So my brother was telling me how he has a 250v air ionizer, yet it makes a 30,000 volt spark gap. He believes that how far a spark gap goes is dependant on current the same as it is voltage because "you need electrons to pass through air" etc. This started while we were talking about how capacitors charge (another story) but basically I need some clearing up because he messed with my head.

 

Welcome to AAC!

Your brother is wrong. The spark comes first, current follows.
https://en.wikipedia.org/wiki/Spark_gap

 

Welcome to AAC!

Your brother is wrong. The spark comes first, current follows.
https://en.wikipedia.org/wiki/Spark_gap

Thanks and thanks, but I'll have trouble convincing him regardless lol.

 

Voltage jumps gaps...
One might be "convinced" by showing them the "dielectric" rating of any insulating material..
The specifications are typically listed as "volts per mil" or similar with NO mention of a current requirement/specification...
Example 1500V/mil meaning 1mil of thickness of that material is capable of insulating from 1500V.. regardless of the available current of said power source..

 

He believes that how far a spark gap goes is dependant on current the same as it is voltage because "you need electrons to pass through air"
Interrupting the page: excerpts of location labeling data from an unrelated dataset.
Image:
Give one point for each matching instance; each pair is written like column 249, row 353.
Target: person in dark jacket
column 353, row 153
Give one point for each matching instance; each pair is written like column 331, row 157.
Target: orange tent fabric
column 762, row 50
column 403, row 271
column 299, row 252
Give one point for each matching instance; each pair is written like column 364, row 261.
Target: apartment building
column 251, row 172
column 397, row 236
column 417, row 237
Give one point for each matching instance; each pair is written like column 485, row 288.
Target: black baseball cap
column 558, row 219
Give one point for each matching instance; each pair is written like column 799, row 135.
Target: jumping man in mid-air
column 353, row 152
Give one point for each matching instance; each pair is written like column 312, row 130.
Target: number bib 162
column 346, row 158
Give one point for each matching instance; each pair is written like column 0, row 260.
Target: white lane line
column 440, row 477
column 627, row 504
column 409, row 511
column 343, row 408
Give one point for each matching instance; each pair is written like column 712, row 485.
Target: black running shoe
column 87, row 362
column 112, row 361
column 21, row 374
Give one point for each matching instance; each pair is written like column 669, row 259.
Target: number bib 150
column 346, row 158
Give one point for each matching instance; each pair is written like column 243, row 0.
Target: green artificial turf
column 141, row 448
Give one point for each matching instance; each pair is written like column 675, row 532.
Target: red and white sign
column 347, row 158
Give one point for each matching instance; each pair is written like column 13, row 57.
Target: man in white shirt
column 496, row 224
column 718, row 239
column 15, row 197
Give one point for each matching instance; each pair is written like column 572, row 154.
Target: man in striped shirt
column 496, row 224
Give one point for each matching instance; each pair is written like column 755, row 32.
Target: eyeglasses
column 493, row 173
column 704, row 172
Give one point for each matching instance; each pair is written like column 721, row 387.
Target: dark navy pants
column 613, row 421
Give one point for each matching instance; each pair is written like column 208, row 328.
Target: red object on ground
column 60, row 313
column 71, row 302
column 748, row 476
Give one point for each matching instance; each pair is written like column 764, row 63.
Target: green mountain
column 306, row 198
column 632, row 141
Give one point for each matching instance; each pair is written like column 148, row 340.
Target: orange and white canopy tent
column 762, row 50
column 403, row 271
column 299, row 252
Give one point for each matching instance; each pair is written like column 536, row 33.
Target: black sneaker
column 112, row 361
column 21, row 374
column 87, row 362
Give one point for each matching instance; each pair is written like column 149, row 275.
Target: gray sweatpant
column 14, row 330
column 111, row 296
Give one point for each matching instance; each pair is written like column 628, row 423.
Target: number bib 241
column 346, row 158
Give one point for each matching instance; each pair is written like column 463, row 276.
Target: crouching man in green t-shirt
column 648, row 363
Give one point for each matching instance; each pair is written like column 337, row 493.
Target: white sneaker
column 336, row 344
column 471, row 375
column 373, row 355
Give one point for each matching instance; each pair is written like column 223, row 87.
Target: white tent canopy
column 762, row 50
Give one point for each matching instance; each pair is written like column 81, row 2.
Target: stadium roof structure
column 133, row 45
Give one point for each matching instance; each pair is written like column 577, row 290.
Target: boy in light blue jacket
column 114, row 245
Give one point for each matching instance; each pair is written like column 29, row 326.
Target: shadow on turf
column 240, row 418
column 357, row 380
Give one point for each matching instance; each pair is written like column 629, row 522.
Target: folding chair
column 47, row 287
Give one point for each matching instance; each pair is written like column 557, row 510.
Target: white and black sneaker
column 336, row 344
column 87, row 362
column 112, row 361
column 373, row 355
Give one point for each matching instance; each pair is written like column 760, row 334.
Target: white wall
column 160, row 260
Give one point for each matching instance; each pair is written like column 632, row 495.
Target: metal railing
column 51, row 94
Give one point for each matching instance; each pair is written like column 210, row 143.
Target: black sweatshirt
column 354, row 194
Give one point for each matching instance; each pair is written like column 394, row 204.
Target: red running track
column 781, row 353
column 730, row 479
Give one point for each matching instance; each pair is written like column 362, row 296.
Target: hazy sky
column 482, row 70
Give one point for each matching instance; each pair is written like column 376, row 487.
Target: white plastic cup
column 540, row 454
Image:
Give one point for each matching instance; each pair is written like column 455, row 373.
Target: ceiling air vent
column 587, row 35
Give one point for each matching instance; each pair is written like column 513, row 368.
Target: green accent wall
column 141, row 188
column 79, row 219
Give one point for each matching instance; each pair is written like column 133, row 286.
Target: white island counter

But all you need are enough electrons to ionize the gap, which depends upon the voltage.
And it requires only a very small current to maintain the arc after that.
So the arc length is basically independent of the current above a low minimum sustaining current, once the voltage starts it.

 

I think the issue is more emotional than technical.

In that case, one amp of current is one coulomb (of electrons) per second. One coulomb is ~6.242×10^18 electrons. So if the current was only 1uA, you'd still have 6.242x10^12 (or 6,242,000,000,000 or 6.242 trillion) electrons moving thru every second. I think you have enough moving thru the gap.

So really, the current is irrelevant. You do need the electrical pressure (voltage) to ionize the air:

 

Thanks and thanks, but I'll have trouble convincing him regardless lol.

I would've put it as; "the spark IS the current".

Breakdown is essentially exceeding the dielectric strength of whatever is in the spark gap (eg air), A wider gap has greater dielectric strength and takes more voltage to break it down.

 

I think the issue is more emotional than technical.

Huh? I don't see much emotional content in the physics of sparks.

At high enough voltage, a narrow path of air can ionize and become dramatically more conductive, thereby passing current. Formation of the path requires a high voltage because air is normally not very conductive or easily ionized. The amount of current that flows then depends on other factors such as surface area, charge imbalance and so on.

 

One question would be, what is the minimum current that can sustain an arc once it is started?

 

One question would be, what is the minimum current that can sustain an arc once it is started?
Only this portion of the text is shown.